Current Pharmaceutical Design | 2016
Touqeer Ahmed; William N. Setzer; Seyed Fazel Nabavi; Ilkay Erdogan Orhan; Nady Braidy; Eduardo Sobarzo-Sánchez; Seyed Mohammad Nabavi
Multiple lines of evidence suggest that disease-related neurodegeneration seems to be a multifactorial process that involves different cytotoxic pathways converging in cell death. Neuropathological evidence indicates that neuroinflammation, excitotoxicity, redox-active metals, increased reactive oxygen and nitrogen species, abnormalities in the activity of the ubiquitin-proteasome system, impairments in endogenous antioxidant defense mechanisms, mitochondrial dysfunction, as well as a reduction in the expression of trophic factors in neuronal tissues might play a role in the pathobiology of disease.
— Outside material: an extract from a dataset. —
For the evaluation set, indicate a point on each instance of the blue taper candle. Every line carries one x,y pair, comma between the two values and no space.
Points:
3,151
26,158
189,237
In addition, increased expression of proapoptotic proteins, which leads to neuronal cell death, plays an important role in the onset and progression of neurodegeneration. With respect to the inefficacy of single-target drugs for the treatment of numerous neurodegenerative disorders, much attention has been paid to natural products with pluripharmacological properties as well as negligible adverse effects. Ellagic acid is known as an important natural phenolic antioxidant, that is widely found in different fruits and vegetables. Recent studies have shown that ellagic acid may invoke a spectrum of cell signaling pathways to attenuate or slow down the development of neurodegenerative disorders. Ellagic acid possesses potent neuroprotective effects through its free radical scavenging properties, iron chelation, activation of different cell signaling pathways, and mitigation of mitochondrial dysfunction. The aim of this review is to critically summarize and analyze the available literature regarding the neuroprotective effects of ellagic acid with emphasis on its molecular mechanisms of action. In addition, we also discuss the biosynthesis, sources, bioavailability, and metabolism, of ellagic acid to provide as accurately as possible the much needed information for assessment of the overall protective effects of this compound in the central nervous system.